Barack Obama voiced his displeasure at the way the 2016 presidential campaigns were being conducted, pointing out that they were being used to target women and minorities. In his speech on 15 March at a pre-St Patricks luncheon at the Capitol, the president took the opportunity to urge people not to "contribute to this vicious atmosphere in our politics".
"We have heard vulgar and divisive rhetoric aimed at women and minorities, and Americans that don't look like us or pray like us or vote like we do," Obama said at the event.
Urging both parties to refrain from making derogatory comments, he said, "Too often, we've accepted this as somehow the new normal. And it's worth asking ourselves what each of us may have done to contribute to this vicious atmosphere in our politics.
"This is about the American brand.

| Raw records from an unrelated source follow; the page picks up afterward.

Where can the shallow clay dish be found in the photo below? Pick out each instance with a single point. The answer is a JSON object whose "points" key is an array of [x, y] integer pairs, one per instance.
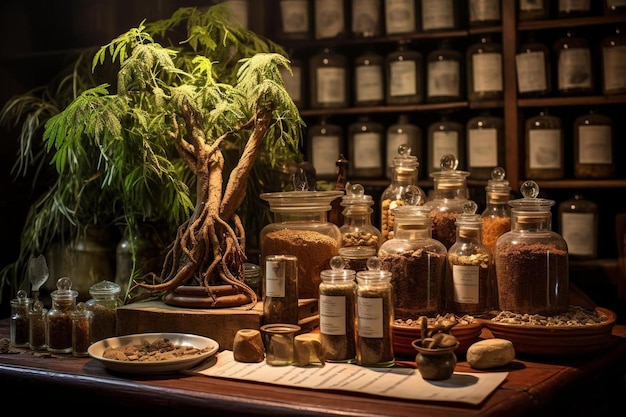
{"points": [[404, 335], [556, 340]]}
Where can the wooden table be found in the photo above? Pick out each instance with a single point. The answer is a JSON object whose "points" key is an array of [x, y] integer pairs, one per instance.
{"points": [[591, 385]]}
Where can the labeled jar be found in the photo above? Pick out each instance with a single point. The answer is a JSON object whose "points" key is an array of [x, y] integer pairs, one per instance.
{"points": [[417, 263], [337, 306], [374, 316], [59, 318], [104, 301], [578, 224], [544, 147], [484, 70], [469, 287], [531, 261], [593, 146], [301, 229]]}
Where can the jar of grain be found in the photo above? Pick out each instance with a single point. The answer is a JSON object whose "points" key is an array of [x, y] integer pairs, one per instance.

Why would we want to tarnish that?"
The POTUS did not directly target Trump, but his comments on violence at rallies made direct reference to fights that broke out at the GOP candidate's rallies in Chicago, North Carolina and Ohio. "And while some may be more to blame than others for the current climate, all of us are responsible for reversing it, for it is a cycle that is not an accurate reflection of America. And it has to stop," he opined.
And while he has previously showed his disapproval of Trump's opinions, Obama also hit out at anti-Trump supporters who opt for violent methods of their own, like the time they caused the cancellation of his rally in Chicago.
"We live in a country where free speech is one of the most important rights that we hold. In response to those events we've seen actual violence, and we've heard silence from too many of our leaders," Obama said, adding that he is vehemently against "any effort to spread fear or encourage violence or shut people down while they are trying to speak."
Addressing the audience of lawmakers, dignitaries and the event's host House Speaker Paul Ryan, the president said, "In America there aren't laws that say we have to be nice to each other ... But there are norms, there are customs, there are values that our parents taught us and that we try to teach to our children."
Talking about the importance of having a clean election campaign for the sake of teaching younger generations, he said, "We should not have to explain to them this darker side of politics. We should not be afraid to take them to a political rally or let them watch political debates.
"We should be teaching them that this democracy is a vibrant and precious thing, and it's going to be theirs someday and we want them to elevate it."